Итак, кругом валялся хлам, пустые банки и крошки от печенья, в углах скопились комья пыли и даже листья – наверное, где-то, скорее всего в хозяйской спальне, которую мы никогда не использовали, открылось окно и ветер принес листья на оранжевый ковер.
Я прошла в гостиную. Легла на пол. Хотела протянуть руку и нажать кнопку, чтобы снова зазвучала вторая часть – только Бетховен, властитель этой боли. Но я не смогла это сделать.
Даже Маленький Гений Моцарт пришелся бы сейчас кстати – будто ангелочки беспечно болтают, смеются и крутят сальто в божественном свете. Мне хотелось… Но я не двигалась с места… много часов. Моцарт звучал в моей голове: я слышала пение его безудержной скрипки; для меня всегда превыше всего была скрипка и только скрипка.
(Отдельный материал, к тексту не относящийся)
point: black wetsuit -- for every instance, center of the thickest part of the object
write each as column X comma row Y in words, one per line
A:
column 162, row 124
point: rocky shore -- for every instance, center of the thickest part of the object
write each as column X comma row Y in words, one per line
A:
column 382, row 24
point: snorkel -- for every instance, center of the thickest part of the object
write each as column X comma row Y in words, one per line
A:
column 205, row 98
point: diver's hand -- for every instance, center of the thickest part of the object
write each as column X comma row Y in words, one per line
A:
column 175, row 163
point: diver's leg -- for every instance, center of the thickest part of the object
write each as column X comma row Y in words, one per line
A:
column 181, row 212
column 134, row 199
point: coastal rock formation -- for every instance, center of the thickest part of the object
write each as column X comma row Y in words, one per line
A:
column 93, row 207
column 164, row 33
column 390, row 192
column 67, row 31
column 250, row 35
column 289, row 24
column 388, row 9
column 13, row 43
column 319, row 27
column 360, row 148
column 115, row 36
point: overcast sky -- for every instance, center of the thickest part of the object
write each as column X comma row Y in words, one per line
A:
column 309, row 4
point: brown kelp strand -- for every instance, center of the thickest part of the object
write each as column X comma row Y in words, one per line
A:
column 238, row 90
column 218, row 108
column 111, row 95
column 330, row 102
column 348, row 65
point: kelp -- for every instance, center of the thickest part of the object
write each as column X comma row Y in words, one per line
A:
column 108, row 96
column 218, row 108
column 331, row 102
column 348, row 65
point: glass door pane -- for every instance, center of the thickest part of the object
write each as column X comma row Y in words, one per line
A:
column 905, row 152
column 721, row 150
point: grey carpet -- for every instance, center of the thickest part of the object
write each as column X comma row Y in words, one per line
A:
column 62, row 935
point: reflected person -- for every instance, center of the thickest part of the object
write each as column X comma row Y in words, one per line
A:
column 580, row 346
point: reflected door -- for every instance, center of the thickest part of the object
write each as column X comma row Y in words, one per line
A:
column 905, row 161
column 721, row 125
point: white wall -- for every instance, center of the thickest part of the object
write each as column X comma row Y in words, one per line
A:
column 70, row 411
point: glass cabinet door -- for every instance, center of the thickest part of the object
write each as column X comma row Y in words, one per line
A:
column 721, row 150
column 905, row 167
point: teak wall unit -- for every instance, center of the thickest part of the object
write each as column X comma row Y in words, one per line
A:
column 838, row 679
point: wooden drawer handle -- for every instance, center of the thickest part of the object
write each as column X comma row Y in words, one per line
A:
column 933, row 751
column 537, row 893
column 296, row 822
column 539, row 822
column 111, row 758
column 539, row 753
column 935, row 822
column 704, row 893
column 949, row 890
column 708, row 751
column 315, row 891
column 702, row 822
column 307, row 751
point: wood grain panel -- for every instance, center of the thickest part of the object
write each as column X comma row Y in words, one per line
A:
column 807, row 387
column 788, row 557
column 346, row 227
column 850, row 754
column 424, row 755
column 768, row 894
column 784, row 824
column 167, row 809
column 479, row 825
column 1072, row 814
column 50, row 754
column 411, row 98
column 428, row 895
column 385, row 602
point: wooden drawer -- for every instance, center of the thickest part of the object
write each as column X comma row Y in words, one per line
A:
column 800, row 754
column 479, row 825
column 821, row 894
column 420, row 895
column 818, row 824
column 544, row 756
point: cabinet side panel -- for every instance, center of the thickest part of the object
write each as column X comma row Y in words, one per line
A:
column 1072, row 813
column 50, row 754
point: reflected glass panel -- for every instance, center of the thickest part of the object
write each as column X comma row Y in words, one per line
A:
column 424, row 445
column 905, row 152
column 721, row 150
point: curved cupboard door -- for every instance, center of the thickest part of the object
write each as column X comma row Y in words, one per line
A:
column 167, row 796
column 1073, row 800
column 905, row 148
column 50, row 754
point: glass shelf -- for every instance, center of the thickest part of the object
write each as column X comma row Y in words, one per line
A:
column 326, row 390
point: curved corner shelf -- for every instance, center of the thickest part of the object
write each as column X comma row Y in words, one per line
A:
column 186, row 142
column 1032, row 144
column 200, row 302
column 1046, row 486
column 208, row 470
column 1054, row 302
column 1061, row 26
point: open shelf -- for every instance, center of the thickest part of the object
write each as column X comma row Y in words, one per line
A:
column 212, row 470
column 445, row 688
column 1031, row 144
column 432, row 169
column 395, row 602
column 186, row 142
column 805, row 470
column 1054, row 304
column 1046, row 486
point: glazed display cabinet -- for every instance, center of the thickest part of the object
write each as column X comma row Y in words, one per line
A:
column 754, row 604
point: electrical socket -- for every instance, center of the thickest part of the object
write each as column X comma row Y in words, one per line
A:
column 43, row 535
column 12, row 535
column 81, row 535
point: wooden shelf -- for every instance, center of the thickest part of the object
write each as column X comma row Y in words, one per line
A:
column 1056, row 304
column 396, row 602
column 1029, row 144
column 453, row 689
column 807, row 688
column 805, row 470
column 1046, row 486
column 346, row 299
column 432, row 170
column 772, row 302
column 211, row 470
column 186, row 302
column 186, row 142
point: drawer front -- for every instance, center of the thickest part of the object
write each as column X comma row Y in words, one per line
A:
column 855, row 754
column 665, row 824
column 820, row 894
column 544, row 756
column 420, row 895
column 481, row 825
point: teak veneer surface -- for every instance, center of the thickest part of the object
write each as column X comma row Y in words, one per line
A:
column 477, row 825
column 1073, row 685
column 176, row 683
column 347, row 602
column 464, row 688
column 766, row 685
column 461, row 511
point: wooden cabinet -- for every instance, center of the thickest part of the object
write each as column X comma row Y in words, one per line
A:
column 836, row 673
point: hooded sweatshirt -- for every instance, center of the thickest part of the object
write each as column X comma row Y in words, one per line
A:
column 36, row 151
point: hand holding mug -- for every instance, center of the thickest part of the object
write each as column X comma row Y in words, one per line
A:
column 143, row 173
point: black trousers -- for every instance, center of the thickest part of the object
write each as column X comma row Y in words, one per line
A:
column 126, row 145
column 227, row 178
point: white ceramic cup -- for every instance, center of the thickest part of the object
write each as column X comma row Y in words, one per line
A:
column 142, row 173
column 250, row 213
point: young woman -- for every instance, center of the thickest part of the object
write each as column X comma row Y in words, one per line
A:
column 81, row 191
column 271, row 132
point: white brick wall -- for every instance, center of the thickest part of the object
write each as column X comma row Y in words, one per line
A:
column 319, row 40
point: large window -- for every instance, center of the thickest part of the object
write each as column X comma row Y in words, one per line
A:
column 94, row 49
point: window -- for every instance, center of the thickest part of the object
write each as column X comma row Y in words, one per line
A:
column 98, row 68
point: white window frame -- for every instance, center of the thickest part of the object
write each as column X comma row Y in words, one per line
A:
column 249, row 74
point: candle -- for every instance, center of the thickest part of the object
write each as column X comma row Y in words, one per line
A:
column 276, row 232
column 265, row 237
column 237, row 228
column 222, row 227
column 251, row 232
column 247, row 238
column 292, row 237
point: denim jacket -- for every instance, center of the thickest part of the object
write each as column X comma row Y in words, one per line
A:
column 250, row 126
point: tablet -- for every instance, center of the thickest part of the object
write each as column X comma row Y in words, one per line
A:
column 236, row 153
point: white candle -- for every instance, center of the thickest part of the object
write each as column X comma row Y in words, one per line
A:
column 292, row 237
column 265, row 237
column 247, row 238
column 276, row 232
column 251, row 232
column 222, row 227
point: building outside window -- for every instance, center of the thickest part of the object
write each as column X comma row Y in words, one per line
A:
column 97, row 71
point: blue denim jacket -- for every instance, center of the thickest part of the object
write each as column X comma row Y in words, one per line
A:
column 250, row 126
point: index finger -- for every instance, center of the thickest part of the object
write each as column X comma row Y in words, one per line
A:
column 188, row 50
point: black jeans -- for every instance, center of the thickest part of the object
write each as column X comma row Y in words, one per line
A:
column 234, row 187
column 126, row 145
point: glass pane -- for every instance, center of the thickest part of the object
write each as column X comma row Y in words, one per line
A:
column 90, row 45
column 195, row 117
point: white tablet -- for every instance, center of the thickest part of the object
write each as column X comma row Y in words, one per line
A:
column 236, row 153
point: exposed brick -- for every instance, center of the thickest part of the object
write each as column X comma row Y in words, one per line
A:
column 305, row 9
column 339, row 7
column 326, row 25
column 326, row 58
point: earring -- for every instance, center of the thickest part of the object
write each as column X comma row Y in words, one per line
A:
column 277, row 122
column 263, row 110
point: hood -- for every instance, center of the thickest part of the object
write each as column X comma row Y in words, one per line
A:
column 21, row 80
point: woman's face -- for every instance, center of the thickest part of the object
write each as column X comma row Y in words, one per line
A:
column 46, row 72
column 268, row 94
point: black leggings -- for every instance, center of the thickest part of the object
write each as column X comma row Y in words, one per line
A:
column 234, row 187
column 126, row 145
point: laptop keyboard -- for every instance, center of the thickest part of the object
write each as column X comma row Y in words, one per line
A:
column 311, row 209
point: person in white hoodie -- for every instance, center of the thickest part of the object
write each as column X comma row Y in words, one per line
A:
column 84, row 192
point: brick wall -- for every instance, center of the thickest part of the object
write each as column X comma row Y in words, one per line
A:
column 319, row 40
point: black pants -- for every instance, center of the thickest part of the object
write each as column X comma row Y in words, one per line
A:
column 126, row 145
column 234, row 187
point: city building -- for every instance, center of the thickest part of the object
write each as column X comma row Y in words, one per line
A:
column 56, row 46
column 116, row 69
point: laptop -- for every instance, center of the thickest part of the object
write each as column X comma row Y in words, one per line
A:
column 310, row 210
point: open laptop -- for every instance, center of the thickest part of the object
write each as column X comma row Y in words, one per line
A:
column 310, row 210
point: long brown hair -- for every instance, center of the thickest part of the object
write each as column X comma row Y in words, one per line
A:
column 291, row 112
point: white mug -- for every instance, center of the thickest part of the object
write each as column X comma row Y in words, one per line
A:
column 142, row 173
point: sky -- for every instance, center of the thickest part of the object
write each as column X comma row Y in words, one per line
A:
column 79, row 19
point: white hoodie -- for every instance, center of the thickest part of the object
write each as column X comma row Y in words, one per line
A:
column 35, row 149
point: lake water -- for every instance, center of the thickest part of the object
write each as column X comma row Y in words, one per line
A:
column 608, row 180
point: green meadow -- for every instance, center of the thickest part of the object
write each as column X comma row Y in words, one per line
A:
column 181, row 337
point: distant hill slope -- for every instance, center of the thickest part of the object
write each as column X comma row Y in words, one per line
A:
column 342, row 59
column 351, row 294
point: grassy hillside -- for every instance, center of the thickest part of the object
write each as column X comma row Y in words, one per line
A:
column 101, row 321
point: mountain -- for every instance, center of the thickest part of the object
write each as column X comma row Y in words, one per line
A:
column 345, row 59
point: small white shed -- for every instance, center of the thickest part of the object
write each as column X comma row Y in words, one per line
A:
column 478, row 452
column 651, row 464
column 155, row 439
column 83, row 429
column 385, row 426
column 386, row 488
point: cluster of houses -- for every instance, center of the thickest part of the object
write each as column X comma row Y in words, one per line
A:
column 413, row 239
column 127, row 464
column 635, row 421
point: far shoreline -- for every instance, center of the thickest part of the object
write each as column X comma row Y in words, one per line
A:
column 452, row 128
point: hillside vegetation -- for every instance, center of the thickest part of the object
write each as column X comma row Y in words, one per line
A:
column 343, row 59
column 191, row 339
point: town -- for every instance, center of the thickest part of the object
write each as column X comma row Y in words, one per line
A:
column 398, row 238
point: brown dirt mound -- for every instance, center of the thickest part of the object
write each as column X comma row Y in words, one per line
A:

Временами я слышала Бетховена; еще большее счастье, выраженное в его одном-единственном Концерте для скрипки, давным-давно выученном мною наизусть – я имею в виду, конечно, несложные мелодии соло. Но в доме, где наверху покоилось мертвое тело, а я лежала на полу гостиной, музыка не звучала. Пол был холодным. Стояла весна, и погода в последние дни менялась от жары до зимней промозглости. «Что ж, раз холодает, то тело лучше сохранится», – подумалось мне.
В дверь постучали, но, не дождавшись ответа, ушли. Шум на улице достиг своего пика, а потом вдруг наступила тишина. Автоответчик произносил одну ложь за другой. Щелк и щелк, щелк и щелк.
Потом я заснула – наверное, впервые за эти дни. И мне приснился красивейший сон.